Altre domande rimangono, per quel periodo, tuttavia, inevase. La soppressione della Scuola Nautica (e sembra che il professionale Marittimo sia stato mal sopportato dai rappresentanti isolani del regime), la scomparsa di alcuni uffici pubblici o il loro spostamento nella vicina Ischia (per la riscossione delle Imposte, ad esempio), e un generale impoverimento medio della popolazione (sempre più dipendente dalla panificazione pubblica) compongono un quadro di arretramento dell’isola durante il ventennio. Si ha, invero, la sensazione che Procida, durante il fascismo subisca uno dei periodi di maggiore decadenza. Potrebbe essere a seguito della crisi dell’armatoria degli anni precedenti? Si tratta di una condizione generale del territorio italiano (che pure, in talune zone aveva visto parte del tessuto economico rinascere)? Il centralismo tipico dei regimi autoritari sfavorisce le periferie e Procida rimane ai margini di fenomeni economici importanti (la cantieristica vede rafforzare in quel periodo i cantieri del Nord, come quello di Monfalcone)?
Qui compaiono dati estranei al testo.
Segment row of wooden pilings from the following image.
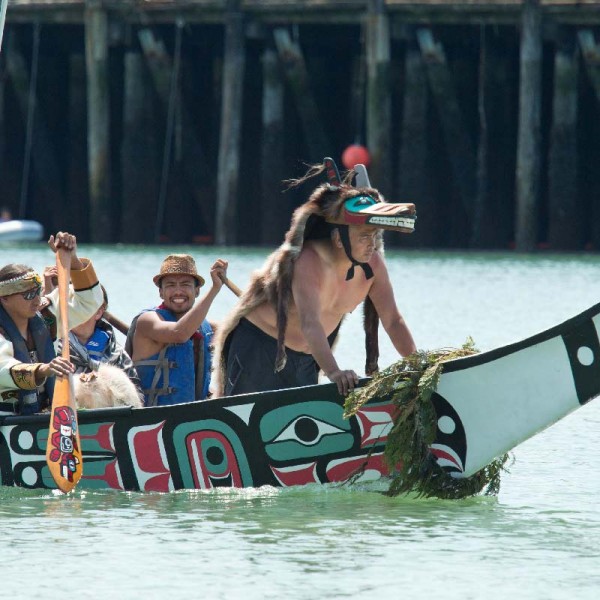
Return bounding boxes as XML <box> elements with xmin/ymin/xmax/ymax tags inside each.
<box><xmin>0</xmin><ymin>0</ymin><xmax>600</xmax><ymax>251</ymax></box>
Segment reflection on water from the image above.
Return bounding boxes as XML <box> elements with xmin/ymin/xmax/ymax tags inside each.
<box><xmin>0</xmin><ymin>245</ymin><xmax>600</xmax><ymax>600</ymax></box>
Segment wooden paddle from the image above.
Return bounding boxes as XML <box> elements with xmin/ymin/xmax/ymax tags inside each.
<box><xmin>46</xmin><ymin>248</ymin><xmax>83</xmax><ymax>494</ymax></box>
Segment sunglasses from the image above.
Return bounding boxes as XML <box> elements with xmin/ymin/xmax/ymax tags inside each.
<box><xmin>21</xmin><ymin>286</ymin><xmax>42</xmax><ymax>300</ymax></box>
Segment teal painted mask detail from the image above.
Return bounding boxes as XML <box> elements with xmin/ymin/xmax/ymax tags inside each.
<box><xmin>260</xmin><ymin>401</ymin><xmax>354</xmax><ymax>461</ymax></box>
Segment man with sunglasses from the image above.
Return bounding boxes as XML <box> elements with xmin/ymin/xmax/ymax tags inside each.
<box><xmin>0</xmin><ymin>232</ymin><xmax>103</xmax><ymax>415</ymax></box>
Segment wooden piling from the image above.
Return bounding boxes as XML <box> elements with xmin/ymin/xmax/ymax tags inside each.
<box><xmin>365</xmin><ymin>0</ymin><xmax>392</xmax><ymax>194</ymax></box>
<box><xmin>84</xmin><ymin>0</ymin><xmax>113</xmax><ymax>242</ymax></box>
<box><xmin>273</xmin><ymin>27</ymin><xmax>331</xmax><ymax>163</ymax></box>
<box><xmin>398</xmin><ymin>41</ymin><xmax>432</xmax><ymax>246</ymax></box>
<box><xmin>515</xmin><ymin>0</ymin><xmax>542</xmax><ymax>251</ymax></box>
<box><xmin>215</xmin><ymin>0</ymin><xmax>246</xmax><ymax>244</ymax></box>
<box><xmin>577</xmin><ymin>29</ymin><xmax>600</xmax><ymax>250</ymax></box>
<box><xmin>417</xmin><ymin>28</ymin><xmax>479</xmax><ymax>240</ymax></box>
<box><xmin>63</xmin><ymin>52</ymin><xmax>90</xmax><ymax>240</ymax></box>
<box><xmin>474</xmin><ymin>26</ymin><xmax>517</xmax><ymax>249</ymax></box>
<box><xmin>548</xmin><ymin>32</ymin><xmax>585</xmax><ymax>250</ymax></box>
<box><xmin>120</xmin><ymin>51</ymin><xmax>158</xmax><ymax>243</ymax></box>
<box><xmin>5</xmin><ymin>31</ymin><xmax>65</xmax><ymax>232</ymax></box>
<box><xmin>260</xmin><ymin>48</ymin><xmax>290</xmax><ymax>245</ymax></box>
<box><xmin>138</xmin><ymin>27</ymin><xmax>214</xmax><ymax>241</ymax></box>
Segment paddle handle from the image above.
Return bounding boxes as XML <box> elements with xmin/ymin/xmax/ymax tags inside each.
<box><xmin>46</xmin><ymin>248</ymin><xmax>83</xmax><ymax>494</ymax></box>
<box><xmin>56</xmin><ymin>248</ymin><xmax>71</xmax><ymax>360</ymax></box>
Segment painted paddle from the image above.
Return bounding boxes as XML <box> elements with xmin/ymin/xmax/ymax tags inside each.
<box><xmin>46</xmin><ymin>248</ymin><xmax>83</xmax><ymax>494</ymax></box>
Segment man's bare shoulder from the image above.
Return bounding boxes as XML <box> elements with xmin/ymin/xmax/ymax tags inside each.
<box><xmin>136</xmin><ymin>310</ymin><xmax>164</xmax><ymax>331</ymax></box>
<box><xmin>369</xmin><ymin>252</ymin><xmax>387</xmax><ymax>274</ymax></box>
<box><xmin>297</xmin><ymin>240</ymin><xmax>331</xmax><ymax>269</ymax></box>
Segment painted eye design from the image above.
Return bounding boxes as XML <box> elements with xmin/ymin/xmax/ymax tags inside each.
<box><xmin>271</xmin><ymin>415</ymin><xmax>346</xmax><ymax>446</ymax></box>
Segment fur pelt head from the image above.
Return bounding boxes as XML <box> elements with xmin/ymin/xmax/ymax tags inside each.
<box><xmin>213</xmin><ymin>179</ymin><xmax>392</xmax><ymax>396</ymax></box>
<box><xmin>73</xmin><ymin>363</ymin><xmax>143</xmax><ymax>408</ymax></box>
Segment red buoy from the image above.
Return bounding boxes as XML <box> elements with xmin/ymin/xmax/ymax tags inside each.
<box><xmin>342</xmin><ymin>144</ymin><xmax>371</xmax><ymax>169</ymax></box>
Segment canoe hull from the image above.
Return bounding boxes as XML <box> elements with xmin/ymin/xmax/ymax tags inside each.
<box><xmin>0</xmin><ymin>384</ymin><xmax>392</xmax><ymax>492</ymax></box>
<box><xmin>0</xmin><ymin>304</ymin><xmax>600</xmax><ymax>492</ymax></box>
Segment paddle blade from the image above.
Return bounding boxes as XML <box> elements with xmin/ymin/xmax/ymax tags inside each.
<box><xmin>46</xmin><ymin>376</ymin><xmax>83</xmax><ymax>494</ymax></box>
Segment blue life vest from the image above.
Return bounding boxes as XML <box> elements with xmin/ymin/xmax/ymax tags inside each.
<box><xmin>0</xmin><ymin>306</ymin><xmax>56</xmax><ymax>415</ymax></box>
<box><xmin>125</xmin><ymin>308</ymin><xmax>213</xmax><ymax>406</ymax></box>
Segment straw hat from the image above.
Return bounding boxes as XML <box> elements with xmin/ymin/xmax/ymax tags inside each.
<box><xmin>152</xmin><ymin>254</ymin><xmax>204</xmax><ymax>287</ymax></box>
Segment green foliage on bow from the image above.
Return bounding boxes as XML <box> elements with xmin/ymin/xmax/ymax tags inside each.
<box><xmin>344</xmin><ymin>338</ymin><xmax>509</xmax><ymax>499</ymax></box>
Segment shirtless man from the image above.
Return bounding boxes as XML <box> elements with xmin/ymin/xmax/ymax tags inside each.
<box><xmin>216</xmin><ymin>158</ymin><xmax>416</xmax><ymax>395</ymax></box>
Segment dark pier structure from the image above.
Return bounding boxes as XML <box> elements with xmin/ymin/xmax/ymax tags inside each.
<box><xmin>0</xmin><ymin>0</ymin><xmax>600</xmax><ymax>251</ymax></box>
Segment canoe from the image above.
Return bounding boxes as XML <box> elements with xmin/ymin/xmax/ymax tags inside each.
<box><xmin>0</xmin><ymin>219</ymin><xmax>44</xmax><ymax>243</ymax></box>
<box><xmin>0</xmin><ymin>304</ymin><xmax>600</xmax><ymax>492</ymax></box>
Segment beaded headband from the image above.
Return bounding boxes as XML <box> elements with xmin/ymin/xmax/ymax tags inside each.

Sarebbe, forse, anche da indagare meglio il ruolo e le vicende della famiglia più influente di Procida dell’epoca, cioè la famiglia Scialoja, e i suoi rapporti (non formali) col fascismo.

Non dimentichiamo che la Pace di Versailles fu firmata, per parte italiana, dal delegato e poi ministro degli Esteri, Vittorio Scialoja, che oramai viveva a Roma, ma continuava ad avere rapporti strettissimi con la propria isola, fino a tornare a fare il Sindaco di Procida, subito dopo.  E non dimentichiamo che quei Trattati di Pace (della cosiddetta Vittoria Mutilata) non furono mai amati dal Fascismo.

Suscitando dubbi e aprendo domande, il libro di Zazzera, quindi, mantiene ciò che promette, come spiegato dall’editore Enzo Colimoro, ed è una buona base di ricerca organica e organizzata per una Storia cronologica del 900, tanto da potere essere proposta nelle Scuole isolane.

La sua struttura costituita da vicende mirate, in una forma molto simile alle Cronache di stile francese (alla Stendhal, per intenderci) come sagacemente ha fatto notare Tjuna Notarbartolo, rende la lettura particolarmente agile e interessante. E’ un libro da leggere.